While there are clear differences between the albums, two constants remain: Phil Ek's (Built To Spill, Modest Mouse) masterful production and Bridwell's voice. Inside his unique, slight drawl you can feel his vulnerability but also his strength, like he knows what it means to hurt but is able to carry on, to shoulder the weight and take whatever the world might throw his way. This dichotomy is critical to Band of Horses, both in how Bridwell sings and what he sings about. "There's two sides to every story, at least. I think it's important to show the silver lining with the dark cloud and if anything, the songs are usually about little lessons I've learned," says Bridwell. "I try to at least show both sides of the emotion there. There's always something, like with 'Monsters' [from Everything], the [line], 'If I'm lost it's only for a little while.'"
Ben Bridwell by Yang |
Bridwell has carried his simple yet deep songwriting from the debut into Cease. His songs are never crystal clear. They're shaded in reverb and left open to interpretation, capable of meaning all things to all men. Take "Ode to LRC," the second track on the album. "LRC" stands for "Little Red Caboose," a lodge of sorts that Bridwell stayed at by the beach in the middle of nowhere with no light, no cell reception and not much of anything. "I found these journal books that had documented people staying in there for maybe 20, 25 years or something like that of people coming to this caboose and going through personal hardships and why they came to the caboose. It's almost like a pilgrimage that some people took with this place. [Some] would come multiple times to just get out in nature or some of them had been going through hard times in their life, whether it was people with diseases who were dying or families breaking up and shit like that," says Bridwell. "I got a personal glimpse into what these people were going through while they stayed at this Little Red Caboose." What's so interesting is the refrain that Bridwell came up with for the song. Instead of dark sadness he sings, "The world is such a wonderful place," and the beauty is we believe him. And it's not in some hippie-dippie rainbow way. It's with the understanding that even with the pains and struggles and death we live with, they're all beautiful and it's all part of our shared experience as people right here, right now.

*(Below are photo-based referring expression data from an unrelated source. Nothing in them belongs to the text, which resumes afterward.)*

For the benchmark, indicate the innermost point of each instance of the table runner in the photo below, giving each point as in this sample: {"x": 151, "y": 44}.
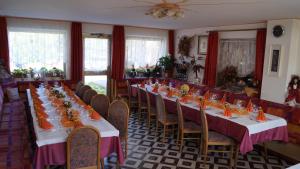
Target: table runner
{"x": 244, "y": 130}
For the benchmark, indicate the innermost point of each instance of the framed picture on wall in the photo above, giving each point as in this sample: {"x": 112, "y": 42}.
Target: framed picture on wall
{"x": 202, "y": 44}
{"x": 275, "y": 58}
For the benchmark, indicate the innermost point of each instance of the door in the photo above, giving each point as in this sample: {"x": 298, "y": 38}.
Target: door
{"x": 96, "y": 62}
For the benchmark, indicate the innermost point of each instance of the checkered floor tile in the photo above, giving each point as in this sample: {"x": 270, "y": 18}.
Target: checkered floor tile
{"x": 147, "y": 151}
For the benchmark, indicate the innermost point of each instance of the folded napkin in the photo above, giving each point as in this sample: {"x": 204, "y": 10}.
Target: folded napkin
{"x": 94, "y": 115}
{"x": 227, "y": 112}
{"x": 78, "y": 124}
{"x": 249, "y": 107}
{"x": 44, "y": 124}
{"x": 223, "y": 100}
{"x": 261, "y": 115}
{"x": 206, "y": 95}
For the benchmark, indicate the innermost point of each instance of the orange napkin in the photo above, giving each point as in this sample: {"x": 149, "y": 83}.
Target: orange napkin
{"x": 170, "y": 93}
{"x": 155, "y": 89}
{"x": 78, "y": 124}
{"x": 261, "y": 115}
{"x": 206, "y": 95}
{"x": 227, "y": 112}
{"x": 44, "y": 124}
{"x": 223, "y": 100}
{"x": 143, "y": 84}
{"x": 249, "y": 106}
{"x": 94, "y": 115}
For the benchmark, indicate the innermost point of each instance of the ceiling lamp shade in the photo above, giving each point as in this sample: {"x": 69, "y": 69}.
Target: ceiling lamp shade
{"x": 166, "y": 9}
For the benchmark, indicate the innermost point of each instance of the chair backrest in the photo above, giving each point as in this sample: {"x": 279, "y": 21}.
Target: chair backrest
{"x": 204, "y": 127}
{"x": 118, "y": 114}
{"x": 82, "y": 90}
{"x": 83, "y": 148}
{"x": 180, "y": 115}
{"x": 160, "y": 108}
{"x": 100, "y": 104}
{"x": 88, "y": 95}
{"x": 78, "y": 86}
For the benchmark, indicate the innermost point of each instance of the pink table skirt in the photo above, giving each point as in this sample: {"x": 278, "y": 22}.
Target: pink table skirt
{"x": 234, "y": 130}
{"x": 55, "y": 154}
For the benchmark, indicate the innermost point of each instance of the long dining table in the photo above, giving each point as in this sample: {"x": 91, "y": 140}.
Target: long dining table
{"x": 244, "y": 129}
{"x": 51, "y": 144}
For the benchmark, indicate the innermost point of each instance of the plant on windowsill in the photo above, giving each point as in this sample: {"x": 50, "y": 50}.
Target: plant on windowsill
{"x": 166, "y": 63}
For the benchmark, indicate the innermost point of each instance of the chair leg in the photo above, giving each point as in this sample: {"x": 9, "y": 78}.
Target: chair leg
{"x": 236, "y": 154}
{"x": 164, "y": 135}
{"x": 102, "y": 164}
{"x": 265, "y": 150}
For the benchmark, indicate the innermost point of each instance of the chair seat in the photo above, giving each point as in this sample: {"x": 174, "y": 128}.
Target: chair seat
{"x": 215, "y": 138}
{"x": 191, "y": 127}
{"x": 171, "y": 119}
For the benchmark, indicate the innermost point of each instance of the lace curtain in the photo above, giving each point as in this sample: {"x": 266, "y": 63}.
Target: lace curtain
{"x": 38, "y": 43}
{"x": 239, "y": 53}
{"x": 141, "y": 51}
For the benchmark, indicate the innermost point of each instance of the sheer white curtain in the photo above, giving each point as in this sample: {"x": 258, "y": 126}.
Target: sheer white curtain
{"x": 38, "y": 43}
{"x": 141, "y": 51}
{"x": 239, "y": 53}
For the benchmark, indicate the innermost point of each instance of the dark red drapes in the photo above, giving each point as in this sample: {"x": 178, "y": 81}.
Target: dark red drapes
{"x": 171, "y": 48}
{"x": 260, "y": 53}
{"x": 4, "y": 51}
{"x": 210, "y": 71}
{"x": 118, "y": 52}
{"x": 76, "y": 52}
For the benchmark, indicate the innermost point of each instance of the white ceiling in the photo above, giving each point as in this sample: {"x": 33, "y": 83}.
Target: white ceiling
{"x": 227, "y": 12}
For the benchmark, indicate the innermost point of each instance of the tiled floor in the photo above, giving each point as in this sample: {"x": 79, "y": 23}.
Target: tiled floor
{"x": 147, "y": 151}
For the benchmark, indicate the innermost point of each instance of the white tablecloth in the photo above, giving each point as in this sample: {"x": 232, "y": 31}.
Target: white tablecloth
{"x": 59, "y": 133}
{"x": 249, "y": 121}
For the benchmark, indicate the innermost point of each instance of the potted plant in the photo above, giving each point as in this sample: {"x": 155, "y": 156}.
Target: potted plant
{"x": 166, "y": 63}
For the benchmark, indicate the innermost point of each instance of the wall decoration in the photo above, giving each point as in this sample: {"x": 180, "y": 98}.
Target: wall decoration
{"x": 202, "y": 44}
{"x": 275, "y": 58}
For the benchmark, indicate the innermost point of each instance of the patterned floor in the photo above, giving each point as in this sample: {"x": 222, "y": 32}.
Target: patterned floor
{"x": 147, "y": 151}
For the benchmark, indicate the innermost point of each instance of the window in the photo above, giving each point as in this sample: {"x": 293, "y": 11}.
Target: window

When pushed to describe inspiration for other songs Bridwell points to the anthemic rocker that kicks off the album, "Is There A Ghost," which repeats the title throughout. "I live in this big house by myself and my girlfriend was in Minneapolis. Creighton [Barrett - drums] and Rob [Hampton - bass], the two band members that had moved from Seattle with me, were living in a different house a couple miles away that we could practice in. So, I really just wanted to have this house to myself. I hadn't lived alone in so long that I just wanted to be able to write this record basically and be able to sing loud and know that no one's listening. Sometimes that was great, other times I would totally go into maybe like, I don't want to say drug-fueled paranoia bouts, but somewhere along those lines of being maybe way too paranoia-stoned and hearing like the icemaker drop a new tray of ice and being a scaredy cat," laughs Bridwell.
Continue reading for more on Band of Horses...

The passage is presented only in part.